For $y\in(x,x+1)$ we get:$$f_Y(y\mid X=x)=\frac{2x}{\int_x^{x+1} 2xdy}=\frac{2x}{2x}=1$$

For $y\notin(x,x+1)$ we get:$$f_Y(y\mid X=x)=\frac{0}{\int_x^{x+1} 2xdy}=\frac{0}{2x}=0$$

So under condition $X=x$ you are dealing with a uniform distribution on interval $(x,x+1)$.

Equipped with this knowledge you can now determine $\mathbb E(Y\mid X=x)$ and $\text{Var}(Y\mid X=x)$.

Answer 2

It is worthwhile to conceptualize the relationship between the random variables $X$ and $Y$ as follows: for each outcome $x$ of $X$, there is an associated random variable $Y_x$ which we define to be $$Y_x \equiv (Y \mid X = x);$$ so for example if we had observed $X = 0.23$, there is an associated random variable $Y_{0.23}$ that describes the distribution of $Y$ once we have observed this value of $X$, and that this distribution is uniform on $(0.23, 1.23)$. But why is $Y_x$ uniformly distributed at all? It is perhaps not immediately obvious from looking at the joint density $f_{X,Y}(x,y)$. The reason has to do with the nature of the conditional density $f_{Y\mid X}(y)$, or equivalently in our "associated" notation, $f_{Y_x}(y)$. Loosely speaking, once we specify $X = x$ (you can choose to think of $X$ as taking on a numeric value such as we did above with $0.23$), the conditional distribution is given by $$f_{Y \mid X}(y) = \frac{f_{X,Y}(x,y)}{f_X(x)};$$ that is to say, it is proportional to the joint distribution with respect to the variable $y$. But once we have specified $X = x \in (0,1)$, the joint distribution is simply the step function $$f_{X,Y}(x,y) = \begin{cases} 2x, & x < y < x+1 \\ 0, & \text{otherwise}, \end{cases}$$ and the conditional distribution is $$f_{Y\mid X}(y) = \begin{cases} 1, & x < y < x+1 \\ 0, & \text{otherwise}. \end{cases}$$ This is precisely the uniform distribution on $(x,x+1)$. Each outcome $X = x$ admits a distinct conditional uniform distribution $Y_x$.

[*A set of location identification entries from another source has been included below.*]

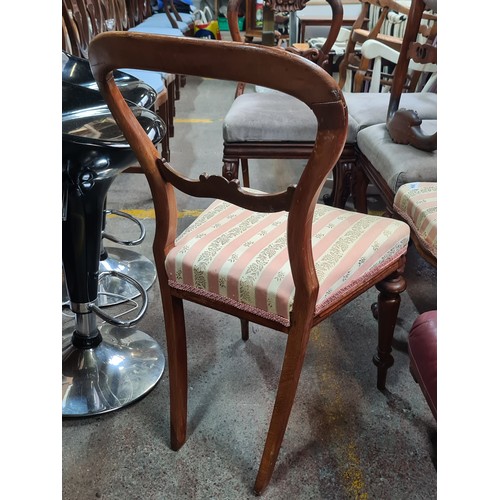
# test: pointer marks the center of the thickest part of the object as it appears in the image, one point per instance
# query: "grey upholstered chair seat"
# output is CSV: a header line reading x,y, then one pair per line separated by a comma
x,y
162,21
269,117
273,117
398,164
366,109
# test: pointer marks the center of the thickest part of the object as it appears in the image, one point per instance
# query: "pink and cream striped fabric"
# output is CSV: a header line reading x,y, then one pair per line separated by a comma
x,y
416,203
240,257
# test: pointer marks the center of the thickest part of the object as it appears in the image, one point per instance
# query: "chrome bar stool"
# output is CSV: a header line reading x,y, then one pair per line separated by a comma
x,y
103,367
112,289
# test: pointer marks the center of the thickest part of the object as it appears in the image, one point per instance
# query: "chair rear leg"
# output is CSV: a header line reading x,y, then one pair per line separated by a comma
x,y
287,388
177,366
244,172
230,168
388,303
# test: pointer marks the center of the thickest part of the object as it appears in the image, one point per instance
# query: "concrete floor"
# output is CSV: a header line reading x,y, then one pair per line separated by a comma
x,y
345,439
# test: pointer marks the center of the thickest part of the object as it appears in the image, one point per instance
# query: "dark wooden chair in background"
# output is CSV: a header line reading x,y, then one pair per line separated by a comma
x,y
309,260
270,125
403,149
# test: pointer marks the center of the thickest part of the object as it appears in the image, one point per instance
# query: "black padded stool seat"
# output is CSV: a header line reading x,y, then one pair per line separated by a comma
x,y
422,348
113,290
103,367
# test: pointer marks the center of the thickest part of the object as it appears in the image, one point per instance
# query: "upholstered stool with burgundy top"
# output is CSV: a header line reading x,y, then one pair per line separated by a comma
x,y
422,348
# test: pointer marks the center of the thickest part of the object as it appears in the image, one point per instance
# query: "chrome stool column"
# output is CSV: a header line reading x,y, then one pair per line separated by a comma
x,y
108,367
112,289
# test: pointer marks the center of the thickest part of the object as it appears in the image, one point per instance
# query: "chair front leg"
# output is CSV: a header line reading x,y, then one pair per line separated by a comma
x,y
177,366
388,303
298,337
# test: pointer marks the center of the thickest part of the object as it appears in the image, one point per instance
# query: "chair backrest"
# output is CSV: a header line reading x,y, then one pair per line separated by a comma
x,y
241,62
317,55
420,78
404,125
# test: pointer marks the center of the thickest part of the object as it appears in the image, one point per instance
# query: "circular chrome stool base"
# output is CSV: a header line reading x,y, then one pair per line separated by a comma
x,y
113,290
124,367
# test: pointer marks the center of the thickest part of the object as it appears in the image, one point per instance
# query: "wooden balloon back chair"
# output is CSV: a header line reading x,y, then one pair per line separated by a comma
x,y
277,259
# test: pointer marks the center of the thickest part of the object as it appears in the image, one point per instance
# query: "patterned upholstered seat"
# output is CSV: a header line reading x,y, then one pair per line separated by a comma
x,y
238,256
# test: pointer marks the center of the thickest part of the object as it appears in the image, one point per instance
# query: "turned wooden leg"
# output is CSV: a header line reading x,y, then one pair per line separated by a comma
x,y
230,169
387,308
244,172
177,367
244,329
287,388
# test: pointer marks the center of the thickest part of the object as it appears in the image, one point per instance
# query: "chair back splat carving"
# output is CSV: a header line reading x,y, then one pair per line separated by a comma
x,y
297,244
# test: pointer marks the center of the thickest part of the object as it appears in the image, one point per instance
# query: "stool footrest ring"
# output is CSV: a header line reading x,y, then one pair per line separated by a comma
x,y
112,320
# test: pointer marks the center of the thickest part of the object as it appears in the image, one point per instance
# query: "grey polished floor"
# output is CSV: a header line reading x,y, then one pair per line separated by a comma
x,y
345,439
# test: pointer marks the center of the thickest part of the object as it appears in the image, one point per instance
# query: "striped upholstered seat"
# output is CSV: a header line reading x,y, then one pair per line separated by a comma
x,y
240,257
416,203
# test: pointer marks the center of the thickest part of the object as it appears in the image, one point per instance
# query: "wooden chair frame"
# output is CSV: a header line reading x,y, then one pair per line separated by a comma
x,y
404,125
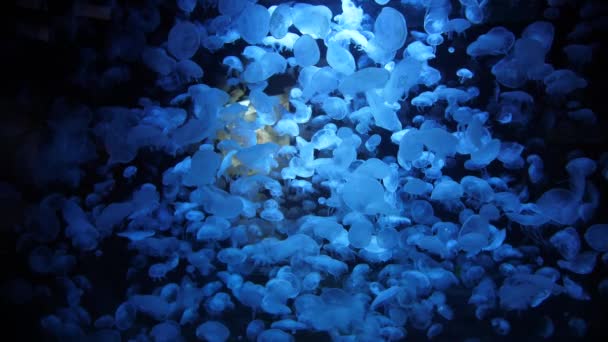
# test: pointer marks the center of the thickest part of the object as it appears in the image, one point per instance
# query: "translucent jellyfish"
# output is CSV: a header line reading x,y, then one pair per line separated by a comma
x,y
464,74
390,29
340,59
436,19
312,20
306,51
497,41
280,21
253,24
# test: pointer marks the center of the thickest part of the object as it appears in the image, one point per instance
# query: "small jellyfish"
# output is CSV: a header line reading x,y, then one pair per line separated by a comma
x,y
464,74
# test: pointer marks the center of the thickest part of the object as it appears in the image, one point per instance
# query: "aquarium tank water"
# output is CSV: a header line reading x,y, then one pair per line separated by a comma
x,y
354,170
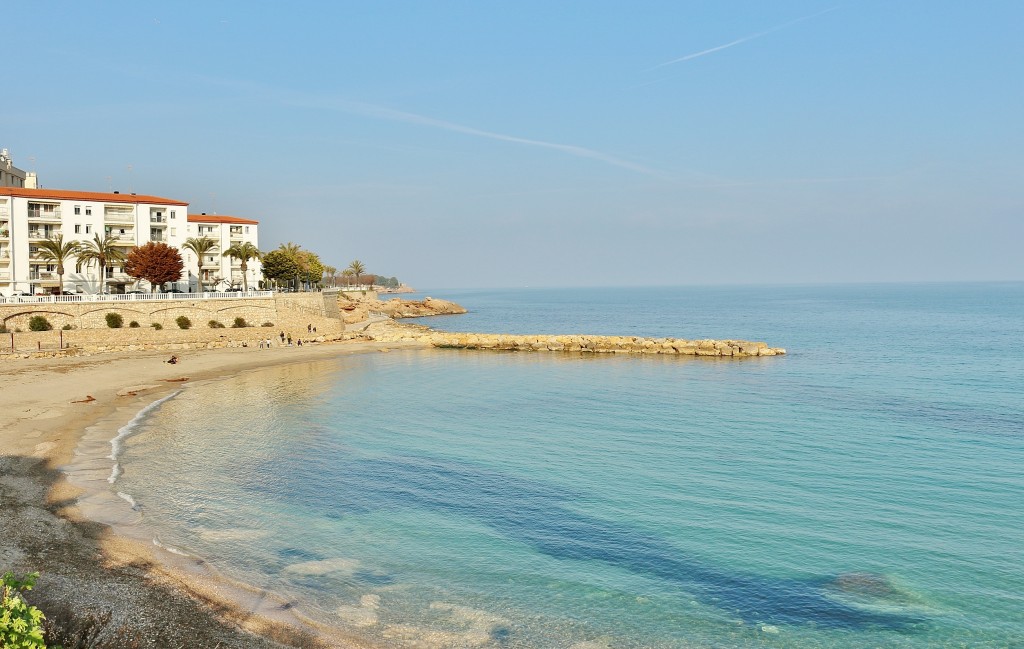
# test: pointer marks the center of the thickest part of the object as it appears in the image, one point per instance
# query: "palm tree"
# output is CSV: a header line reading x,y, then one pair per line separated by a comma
x,y
102,251
243,252
331,272
357,269
56,250
201,246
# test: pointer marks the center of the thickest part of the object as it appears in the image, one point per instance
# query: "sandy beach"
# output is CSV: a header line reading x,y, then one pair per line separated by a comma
x,y
96,587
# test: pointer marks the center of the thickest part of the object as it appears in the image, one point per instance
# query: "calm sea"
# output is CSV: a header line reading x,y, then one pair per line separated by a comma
x,y
864,490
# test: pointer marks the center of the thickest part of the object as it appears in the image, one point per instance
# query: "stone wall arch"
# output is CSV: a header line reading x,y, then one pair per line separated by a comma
x,y
96,317
168,316
19,319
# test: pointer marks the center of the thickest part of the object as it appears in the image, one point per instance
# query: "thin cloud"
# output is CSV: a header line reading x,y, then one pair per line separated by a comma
x,y
382,113
738,41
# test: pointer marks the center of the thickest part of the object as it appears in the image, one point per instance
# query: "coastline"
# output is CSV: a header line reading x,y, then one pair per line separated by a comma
x,y
58,404
131,592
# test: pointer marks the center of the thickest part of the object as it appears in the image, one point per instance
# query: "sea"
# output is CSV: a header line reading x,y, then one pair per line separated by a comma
x,y
866,489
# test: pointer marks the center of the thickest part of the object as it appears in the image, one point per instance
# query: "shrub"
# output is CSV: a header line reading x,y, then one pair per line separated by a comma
x,y
39,323
20,624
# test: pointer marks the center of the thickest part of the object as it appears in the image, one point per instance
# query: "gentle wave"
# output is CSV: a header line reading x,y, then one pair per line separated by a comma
x,y
129,429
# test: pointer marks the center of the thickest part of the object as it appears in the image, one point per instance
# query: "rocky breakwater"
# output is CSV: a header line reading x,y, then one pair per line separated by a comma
x,y
582,344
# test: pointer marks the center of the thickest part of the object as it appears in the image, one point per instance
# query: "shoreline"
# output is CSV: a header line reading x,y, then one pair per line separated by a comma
x,y
132,593
57,403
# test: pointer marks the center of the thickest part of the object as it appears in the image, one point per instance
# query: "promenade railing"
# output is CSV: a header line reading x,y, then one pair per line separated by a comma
x,y
131,297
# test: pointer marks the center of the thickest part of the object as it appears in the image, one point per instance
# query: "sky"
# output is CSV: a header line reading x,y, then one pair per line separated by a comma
x,y
488,143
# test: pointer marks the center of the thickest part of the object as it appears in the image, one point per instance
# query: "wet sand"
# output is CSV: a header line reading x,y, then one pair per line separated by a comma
x,y
99,587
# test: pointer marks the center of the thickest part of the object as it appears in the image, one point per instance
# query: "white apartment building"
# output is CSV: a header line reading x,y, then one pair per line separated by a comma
x,y
220,272
11,176
29,216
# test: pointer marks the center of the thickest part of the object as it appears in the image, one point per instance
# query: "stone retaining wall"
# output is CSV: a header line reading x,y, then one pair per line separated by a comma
x,y
89,333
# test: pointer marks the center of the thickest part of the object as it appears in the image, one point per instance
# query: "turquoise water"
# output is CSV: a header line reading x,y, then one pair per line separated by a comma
x,y
866,489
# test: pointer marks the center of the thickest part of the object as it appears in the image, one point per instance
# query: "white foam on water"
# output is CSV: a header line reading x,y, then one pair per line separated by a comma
x,y
129,429
128,499
175,551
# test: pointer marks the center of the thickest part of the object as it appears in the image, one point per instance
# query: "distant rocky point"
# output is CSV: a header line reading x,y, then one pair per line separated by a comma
x,y
357,307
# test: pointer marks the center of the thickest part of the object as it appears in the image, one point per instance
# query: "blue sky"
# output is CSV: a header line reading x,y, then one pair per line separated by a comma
x,y
540,143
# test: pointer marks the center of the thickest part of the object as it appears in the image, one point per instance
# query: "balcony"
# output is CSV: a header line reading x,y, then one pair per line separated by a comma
x,y
119,217
44,215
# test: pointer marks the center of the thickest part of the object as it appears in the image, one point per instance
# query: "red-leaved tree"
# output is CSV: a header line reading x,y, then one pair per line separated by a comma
x,y
156,263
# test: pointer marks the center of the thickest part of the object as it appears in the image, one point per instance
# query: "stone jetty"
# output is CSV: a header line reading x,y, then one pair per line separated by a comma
x,y
387,332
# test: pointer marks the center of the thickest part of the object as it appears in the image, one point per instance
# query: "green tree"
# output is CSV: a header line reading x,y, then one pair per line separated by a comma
x,y
201,246
244,252
103,252
330,274
20,624
155,262
280,266
56,250
357,269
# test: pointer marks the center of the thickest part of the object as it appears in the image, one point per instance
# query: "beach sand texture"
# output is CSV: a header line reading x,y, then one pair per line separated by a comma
x,y
90,576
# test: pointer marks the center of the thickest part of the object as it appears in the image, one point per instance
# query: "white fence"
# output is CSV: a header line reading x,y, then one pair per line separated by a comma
x,y
131,297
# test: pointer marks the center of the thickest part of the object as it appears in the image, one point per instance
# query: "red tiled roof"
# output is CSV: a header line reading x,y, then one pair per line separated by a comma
x,y
219,218
97,197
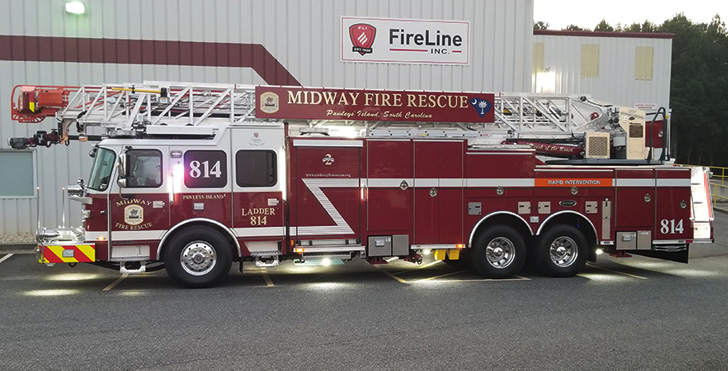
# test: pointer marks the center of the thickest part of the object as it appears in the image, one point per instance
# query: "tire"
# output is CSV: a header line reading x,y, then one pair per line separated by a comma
x,y
198,257
562,251
499,252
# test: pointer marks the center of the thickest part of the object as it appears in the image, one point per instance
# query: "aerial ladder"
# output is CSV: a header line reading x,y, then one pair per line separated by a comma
x,y
555,125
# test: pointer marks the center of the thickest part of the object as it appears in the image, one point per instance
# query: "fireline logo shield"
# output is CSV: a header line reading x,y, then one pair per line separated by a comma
x,y
362,37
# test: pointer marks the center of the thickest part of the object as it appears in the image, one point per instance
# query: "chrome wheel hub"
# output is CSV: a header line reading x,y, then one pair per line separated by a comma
x,y
563,251
198,258
500,252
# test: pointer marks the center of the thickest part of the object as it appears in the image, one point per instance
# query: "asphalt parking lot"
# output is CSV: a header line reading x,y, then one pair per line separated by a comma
x,y
635,313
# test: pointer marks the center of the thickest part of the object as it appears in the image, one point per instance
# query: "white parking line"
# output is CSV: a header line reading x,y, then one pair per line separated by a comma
x,y
6,257
268,281
618,272
111,286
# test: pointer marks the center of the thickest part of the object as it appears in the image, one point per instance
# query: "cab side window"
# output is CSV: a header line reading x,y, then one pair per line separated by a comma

The unconditional (or marginal) distribution of $Y$ is the distribution that we would observe if we chose random values of $X$ according to its own distribution, then observed $Y_x$ for each outcome. It is, in a sense, a weighted average of each $Y_x$ where the weight is proportional to the chance of observing $X = x$.

Of course, this is not the only way to conceptualize the problem. You aren't required to think of realizations of $Y$ as being generated as a consequence of realizations of $X$; indeed, the existence of the marginal distribution of $Y$ shows that you don't even need to observe $X$ to get a sense of how $Y$ will be distributed.